What happened to Harding doesn’t seem possible, even by 2017’s standards of possibility, which are low. She was a determined and promising skater from a working class family in Portland, Oregon who climbed up the ranks of the figure skating world thanks to sheer force of will, helped (and hindered) by her monstrous mother.
Then her boyfriend (who would become her husband-turned-ex-husband) Jeff Gillooly hired a guy named Shane Stant to club Nancy Kerrigan, Harding’s toughest American competition, in the knee at a Boston ice skating rink. That dirty move didn’t work, of course; Harding was banned from U.S. Figure Skating Association after she pleaded guilty to hindering the following investigation. Kerrigan recovered and went on to win silver at the Olympics. Harding came in eighth.
Harding went on to release a sex tape. She was in a band. She raced vintage cars. She became a boxer, briefly. She was fast and thrilling and lived hard.
I was five in 1994 when Stant assaulted Kerrigan, and I became (like Stevens) obsessed with this woman. I begged my mother for the sordid details about the attack on Kerrigan’s knee. I wanted to know who did it, why they did it, how they were connected to Harding.
I have a vivid memory of sitting at my family’s dinner table, asking, “Did Tonya know that her boyfriend was going to do this?”
My mother said we didn’t know yet. So for weeks I asked her to read me every news article she could find about the developing story (I couldn’t read well enough yet to do it myself). This narrative consumed me. It was the first time I was exposed to how toxic the mix of ambition, relationships, and fame can be.
Kids at school felt bad for Kerrigan, but I always felt worse for Harding. I remember being surprised by that. Kerrigan was the victim. What happened to her was horrible. But there was — and is — something darkly compelling, glittering, and strangely authentic about Harding. She was scrutinized endlessly. She wanted things, and her desire proved dangerous. She was the gruesome Grimm’s Brother version of a Disney fairy tale. She was tough and metallic, from her figure skating suits, to the blades of her skates, to the somewhat robotic precision with which she skated.
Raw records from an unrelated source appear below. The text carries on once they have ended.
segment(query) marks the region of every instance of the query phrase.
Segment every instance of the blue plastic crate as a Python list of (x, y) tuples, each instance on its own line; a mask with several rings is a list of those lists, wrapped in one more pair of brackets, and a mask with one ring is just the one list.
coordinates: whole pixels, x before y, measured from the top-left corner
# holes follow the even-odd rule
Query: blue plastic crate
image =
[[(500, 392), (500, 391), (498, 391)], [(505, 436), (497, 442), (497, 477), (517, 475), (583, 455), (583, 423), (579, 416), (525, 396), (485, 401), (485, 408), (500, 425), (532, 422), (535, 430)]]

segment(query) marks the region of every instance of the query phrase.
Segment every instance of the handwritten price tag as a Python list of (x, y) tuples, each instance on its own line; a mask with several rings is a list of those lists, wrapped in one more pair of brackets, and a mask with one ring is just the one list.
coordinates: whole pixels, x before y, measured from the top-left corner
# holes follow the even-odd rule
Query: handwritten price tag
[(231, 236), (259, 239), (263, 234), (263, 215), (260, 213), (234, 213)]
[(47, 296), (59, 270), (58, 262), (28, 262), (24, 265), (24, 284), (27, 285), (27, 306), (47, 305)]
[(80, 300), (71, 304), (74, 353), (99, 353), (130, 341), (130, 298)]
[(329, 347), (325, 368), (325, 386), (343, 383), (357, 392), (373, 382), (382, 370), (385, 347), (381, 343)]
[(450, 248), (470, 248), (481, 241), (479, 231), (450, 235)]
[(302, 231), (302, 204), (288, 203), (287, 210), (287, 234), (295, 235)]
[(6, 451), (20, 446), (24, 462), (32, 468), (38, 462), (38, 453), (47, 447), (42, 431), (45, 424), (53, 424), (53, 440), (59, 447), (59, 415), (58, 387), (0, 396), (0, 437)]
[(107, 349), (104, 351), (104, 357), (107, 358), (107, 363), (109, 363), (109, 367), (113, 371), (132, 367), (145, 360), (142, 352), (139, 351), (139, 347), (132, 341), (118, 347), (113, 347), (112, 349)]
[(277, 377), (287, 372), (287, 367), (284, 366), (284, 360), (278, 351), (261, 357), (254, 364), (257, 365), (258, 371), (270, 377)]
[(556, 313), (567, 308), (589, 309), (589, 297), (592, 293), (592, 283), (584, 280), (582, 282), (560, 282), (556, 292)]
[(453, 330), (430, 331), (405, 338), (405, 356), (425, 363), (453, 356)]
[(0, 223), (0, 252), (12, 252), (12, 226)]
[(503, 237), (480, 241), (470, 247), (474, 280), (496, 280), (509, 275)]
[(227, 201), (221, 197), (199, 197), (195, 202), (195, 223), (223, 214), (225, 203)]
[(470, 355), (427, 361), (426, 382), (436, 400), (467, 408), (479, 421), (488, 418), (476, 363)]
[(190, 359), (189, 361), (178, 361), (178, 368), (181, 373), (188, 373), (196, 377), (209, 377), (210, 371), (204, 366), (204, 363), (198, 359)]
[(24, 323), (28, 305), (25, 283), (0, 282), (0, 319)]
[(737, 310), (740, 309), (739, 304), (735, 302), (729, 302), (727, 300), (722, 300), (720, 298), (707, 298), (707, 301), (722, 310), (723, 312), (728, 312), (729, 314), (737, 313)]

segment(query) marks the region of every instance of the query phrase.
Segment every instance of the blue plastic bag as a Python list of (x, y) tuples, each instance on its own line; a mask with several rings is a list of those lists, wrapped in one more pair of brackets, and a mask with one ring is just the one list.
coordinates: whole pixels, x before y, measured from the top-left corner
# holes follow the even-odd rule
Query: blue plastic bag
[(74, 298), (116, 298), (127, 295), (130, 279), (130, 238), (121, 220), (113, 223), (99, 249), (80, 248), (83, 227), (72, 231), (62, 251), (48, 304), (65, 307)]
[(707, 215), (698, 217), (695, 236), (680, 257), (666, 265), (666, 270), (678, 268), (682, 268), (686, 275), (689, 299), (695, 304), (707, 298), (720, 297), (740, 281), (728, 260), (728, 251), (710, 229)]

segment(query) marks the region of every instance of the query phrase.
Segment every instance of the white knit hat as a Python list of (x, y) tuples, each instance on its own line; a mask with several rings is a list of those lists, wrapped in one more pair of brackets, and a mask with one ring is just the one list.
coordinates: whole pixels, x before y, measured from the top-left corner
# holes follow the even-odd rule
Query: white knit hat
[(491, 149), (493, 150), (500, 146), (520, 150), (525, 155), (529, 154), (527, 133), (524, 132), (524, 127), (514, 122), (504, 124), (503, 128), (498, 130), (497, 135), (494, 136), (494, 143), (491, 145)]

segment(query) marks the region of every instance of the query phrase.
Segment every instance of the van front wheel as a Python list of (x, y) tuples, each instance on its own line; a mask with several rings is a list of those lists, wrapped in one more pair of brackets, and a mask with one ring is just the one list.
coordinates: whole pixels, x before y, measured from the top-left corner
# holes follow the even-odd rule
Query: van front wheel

Because Harding’s skating was different from that of her competition. More forceful. As I’ve watched this video from 1991, I’ve noticed that her grace is not quite graceful. There is an edge to her movements, as though each raise of her arm were contained in a glass box that limits her range. She makes her jumps look easy, but with each smile after she lands one, she betrays relief.
We would later learn that there was much going on under the surface. Stevens’ song hints at that with its mix of minor and major chords that ebb and flow throughout her routine. Like Harding, he nailed it. But I don’t see Harding as a hero the way Stevens says he does. What I see is a tragic, hopeful, American figure who made it impossible to look away.
Correction: This piece originally stated that Kerrigan was assaulted by Gillooly. It was actually Shane Stant, a man hired by Gillooly, who hit her in the knee.